Waar zitten veel langzame koolhydraten in?
Voedingsmiddelen met langzame koolhydraten zijn havermout, de meeste groente, fruit, peulvruchten en alles van volkorenmeel. Deze voeding bevat vaak ook veel voedingsvezels en dat is nog eens extra gezond. Vezels verminderen de bloedsuikerpieken en geven snel en lang een verzadigd gevoel.
Hoe kan ik meer koolhydraten eten?
Overige goede fruitsoorten die veel vezels en relatief weinig calorieën bevatten zijn onder andere: frambozen, aardbeien, perzik, appels, sinaasappels en meloen. Bonen, linzen en andere peulvruchten zijn een uitstekende bron van koolhydraten en een goede bron van vezels die helpen bij het verlagen van je cholesterol.
Hieronder een aantal voorbeelden van producten met langzame koolhydraten:
- zilvervliesrijst.
- volkorenpasta.
- volkorenbrood.
- volkorengraanproducten.
- volkorencouscous.
- bulgur, haver, quinoa.
- groenten.
- fruit.
Wanneer krijg je te weinig koolhydraten?
Als je te weinig koolhydraten binnenkrijgt, dan gebruikt het lichaam spiereiwit als energiebron. Dat wil je voorkomen, want dat gaat ten koste van je spieren. Als meer dan 70% van alle calorieën uit koolhydraten komt, kan dat leiden tot een tekort aan vetten en eiwitten.
Wat is koolhydraatrijke voeding?
Een koolhydraatrijke voeding (60 tot 70%) zorgt voor een optimale glycogeenvoorraad in de spier en de lever. In het algemeen geldt dat koolhydraten effectiever zijn voor prestaties dan vetten, omdat voor de verbranding van koolhydraten minder zuurstof nodig is.
Wat zijn de gezondheidseffecten van koolhydraten?

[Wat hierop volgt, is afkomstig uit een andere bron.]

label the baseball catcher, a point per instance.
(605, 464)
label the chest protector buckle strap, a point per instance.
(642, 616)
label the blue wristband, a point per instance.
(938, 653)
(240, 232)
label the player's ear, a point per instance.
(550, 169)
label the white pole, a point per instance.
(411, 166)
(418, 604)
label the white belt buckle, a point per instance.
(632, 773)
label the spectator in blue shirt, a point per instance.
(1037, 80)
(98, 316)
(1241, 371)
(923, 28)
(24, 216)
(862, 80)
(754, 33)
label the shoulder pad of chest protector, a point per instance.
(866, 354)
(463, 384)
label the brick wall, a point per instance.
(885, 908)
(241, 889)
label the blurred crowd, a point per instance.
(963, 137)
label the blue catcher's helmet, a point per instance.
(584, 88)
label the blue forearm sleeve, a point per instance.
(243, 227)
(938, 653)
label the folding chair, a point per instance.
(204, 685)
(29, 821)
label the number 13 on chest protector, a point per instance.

Gezondheidseffecten. Het lichaam heeft koolhydraten nodig als energiebron. Hersenen kunnen zelfs niet zonder glucose, een soort koolhydraat. De gezondheidsraad adviseert dat wie gezond wil eten, 40 tot 70% van zijn energie uit koolhydraten haalt.
Waarom zijn koolhydraten effectiever dan vetten?
In het algemeen geldt dat koolhydraten effectiever zijn voor prestaties dan vetten, omdat voor de verbranding van koolhydraten minder zuurstof nodig is. De voorraad koolhydraat in de vorm van glycogeen in het lichaam is echter beperkt. Bij langdurige inspanning moet het lichaam daarom al snel vetten gaan gebruiken.